In fact, that was the purpose for the formation of SCAR - to decipher and build the apparatuses described in the alien documents. SCAR did not invent any of the mechanisms. They have existed all along on the planet Sunev, but now Earthlings have been allowed to use the alien technology to re-invent these gadgets and machines for mankind’s benefit. Some of SCARs inventions are: cellphones, communication satellites, personal computers, flat screen televisions, digital cameras, compact discs, video recorders, the internet and the lists go on and on. The exciting part is SCAR has only decoded roughly one-fourth of the entire alien collection of documents and blueprints. It makes one wonder what marvelous inventions future generations will discover in the remaining papers?
On the exterior surface of the silver Pegasus SCAR had etched a two-foot circle divided into four equal sections.
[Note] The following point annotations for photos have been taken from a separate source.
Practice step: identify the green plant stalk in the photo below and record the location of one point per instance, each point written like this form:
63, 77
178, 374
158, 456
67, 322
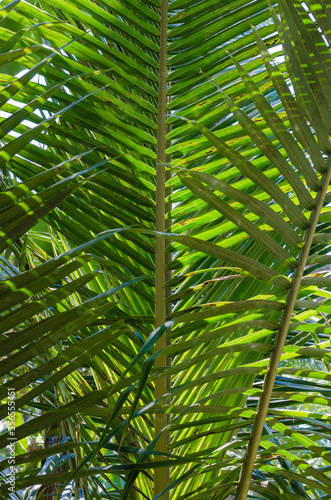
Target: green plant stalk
262, 409
161, 476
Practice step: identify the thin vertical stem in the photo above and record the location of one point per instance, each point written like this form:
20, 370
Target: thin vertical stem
161, 476
262, 409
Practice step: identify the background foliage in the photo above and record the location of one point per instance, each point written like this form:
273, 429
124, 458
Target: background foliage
247, 217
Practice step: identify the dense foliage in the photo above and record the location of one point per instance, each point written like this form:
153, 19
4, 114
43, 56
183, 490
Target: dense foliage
215, 183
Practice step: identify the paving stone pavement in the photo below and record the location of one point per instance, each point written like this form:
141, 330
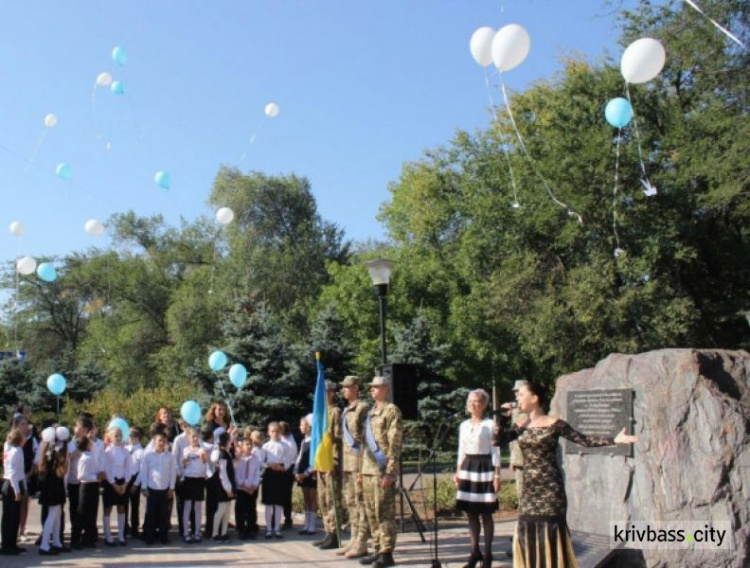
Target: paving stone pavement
293, 551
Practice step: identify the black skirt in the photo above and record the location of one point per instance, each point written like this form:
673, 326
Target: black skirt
52, 491
476, 492
274, 487
112, 499
194, 489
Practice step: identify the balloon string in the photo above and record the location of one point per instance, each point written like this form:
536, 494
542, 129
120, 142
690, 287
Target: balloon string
252, 140
37, 147
71, 182
716, 24
502, 139
615, 190
224, 394
565, 206
637, 138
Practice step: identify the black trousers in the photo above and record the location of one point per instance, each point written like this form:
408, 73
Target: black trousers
157, 515
45, 512
88, 510
75, 522
133, 508
289, 488
242, 508
11, 517
211, 506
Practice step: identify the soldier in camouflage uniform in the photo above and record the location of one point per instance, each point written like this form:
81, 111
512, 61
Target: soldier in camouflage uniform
353, 433
330, 481
380, 463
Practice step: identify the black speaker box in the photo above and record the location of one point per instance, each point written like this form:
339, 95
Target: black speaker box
404, 382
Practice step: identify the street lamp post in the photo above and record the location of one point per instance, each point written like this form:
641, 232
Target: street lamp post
380, 273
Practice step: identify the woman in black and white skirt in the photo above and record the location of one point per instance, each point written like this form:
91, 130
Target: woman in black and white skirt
478, 476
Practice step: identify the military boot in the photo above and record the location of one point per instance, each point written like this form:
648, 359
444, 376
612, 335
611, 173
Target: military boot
331, 543
385, 559
358, 550
370, 559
Each quarter section contained the following: the first section had an outline of a man's face; the second represented a lion; the third was a bull and the last one an image of an eagle.
SCAR used these four symbols because they were the same images inscribed on the alien flying saucer that transported the scientists held hostage at Pac Toul, Cambodia in 1967. These aliens had been visiting the Earth for thousands of years, and at each location, they left a face, a lion, a bull and an eagle carved, chiseled or painted on a rock, a monument or entwined within an engraving or painting. Always inscribed in a circle divided into four segments. The symbols are always there; however, in most archaeological digs, due to the long passage of time since the aliens left them, and most time those on the archeological dig do not know what to look for, and they may never discover them.
When cleared by the security guard, Captain Scarburg hurried over to the Flight Director’s (FD) office. The FD’s office, and a number of other offices formed a circle around the interior wall leaving Pegasus sitting majestically in the bull’s eye of the large circular room. Its gleaming metallic surface glistened in the bright light. The FD was the leader of the entire flight control team consisting of approximately fifty people. He was also the person who would give the go ahead for Pegasus Control Center to begin the countdown. The FD would continue to monitor the Transport Launch Sequence (TLS).
The TLS was required prior to the initiation of the alteration of the molecular structure or transporting as it had begun to be called. The four primary flight computers on Pegasus monitored all of these split-second transporting events. The object, or in this case, a human body, had to be scanned, and all the billions and billions of molecular data separated and stored as information in the computer. Once transport occurred the computers must re-arrange the molecular information back into the exact configuration they had been in before they were dissected into billions and billions of bits of computer datum.